Re: [Linux-cluster] RHEL Cluster Suite + Xen Dom0 = infinite reboots

On Wed, Jul 8, 2009 at 11:52 PM, Aaron Benner
I have 3 xen Dom0 machines upon which I'm trying to build a cluster for HA DomUs.  At present the cluster config file simply lists the 3 nodes.  No fencing, services, resources or failover domains have been defined.  I know that this is not what I will need moving to production.  I was using the most minimal cluster config I could to ensure that my problem was the interaction of Xen and the cluster suite.

The problem is this:  when a node reboots it joins the cluster successfully, then xen tears down the network to build xenbr0, vif0.0, and peth0 (standard /etc/xen/scripts/network-bridge).  When this happens the rebooting node "fails" in the cluster's eyes.  The active nodes try to fence it.  Originally I had power fencing enabled and this situation resulted in the shootout at the o.k. corral with the failed node booting, failing and getting fenced forever.
So, you have fencing configured among the domU's cluster but not in the dom0 cluster, haven't you? And this behavior happens in the dom0's cluster. Maybe you should configure an additional physical network interface (or bonding of interfaces) independent from the one used by xen to be used as the cluster main comms interface.

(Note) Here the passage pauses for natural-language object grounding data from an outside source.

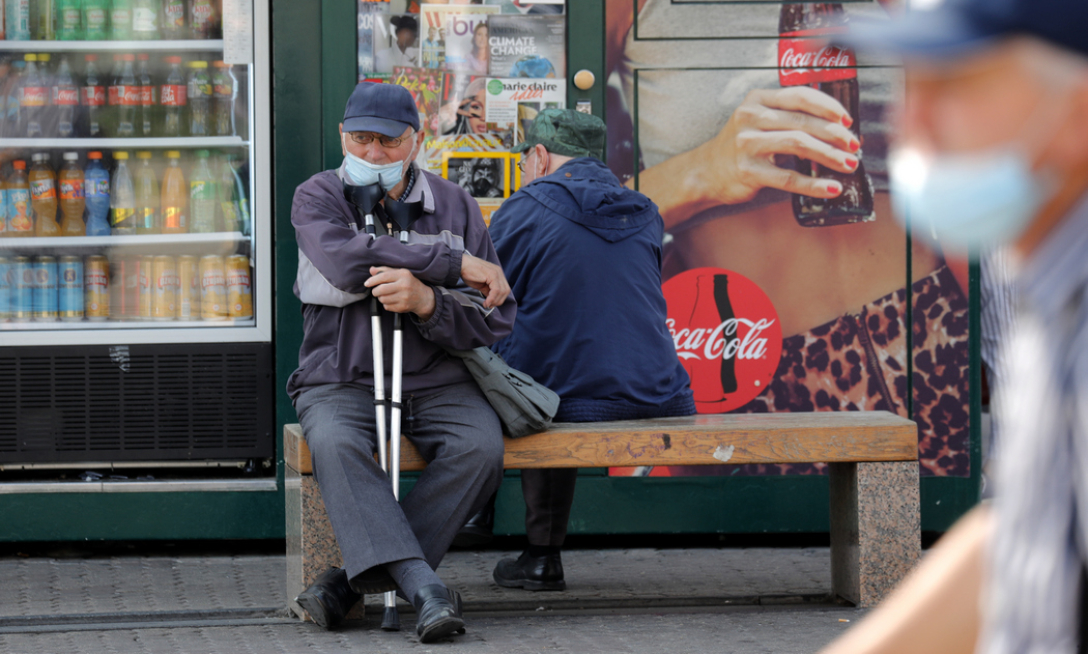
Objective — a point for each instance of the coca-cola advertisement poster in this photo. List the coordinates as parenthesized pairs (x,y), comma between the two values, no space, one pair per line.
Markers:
(703,111)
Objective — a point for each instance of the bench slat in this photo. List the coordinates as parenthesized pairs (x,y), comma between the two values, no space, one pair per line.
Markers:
(830,436)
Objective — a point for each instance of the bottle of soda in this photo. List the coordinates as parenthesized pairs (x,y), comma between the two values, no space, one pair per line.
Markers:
(199,98)
(121,21)
(96,186)
(65,100)
(93,99)
(174,20)
(33,99)
(202,196)
(128,95)
(69,21)
(17,20)
(223,89)
(804,60)
(148,97)
(146,20)
(175,197)
(173,96)
(122,198)
(72,196)
(147,196)
(204,19)
(20,214)
(96,20)
(44,196)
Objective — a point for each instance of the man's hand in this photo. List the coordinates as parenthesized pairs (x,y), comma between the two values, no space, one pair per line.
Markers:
(400,292)
(486,278)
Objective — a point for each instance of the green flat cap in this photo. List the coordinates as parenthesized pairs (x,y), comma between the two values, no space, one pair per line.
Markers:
(566,132)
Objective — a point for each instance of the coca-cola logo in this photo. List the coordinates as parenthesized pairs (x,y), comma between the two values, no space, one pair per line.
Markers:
(727,335)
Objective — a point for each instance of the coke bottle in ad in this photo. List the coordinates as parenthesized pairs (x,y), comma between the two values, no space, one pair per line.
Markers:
(806,59)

I did find the gem at the very bottom of the FAQ in the GeneralQuestions section (http://sources.redhat.com/cluster/wiki/FAQ/GeneralQuestions#xencluster) that mentions this situation.  The "workaround" which also mentions a "more permanent solution" seems, well, clunky so I thought I'd ping the list to see if the more permanent solution exists and is just not well documented or if others have found a solution that doesn't require override of the default xen script behavior?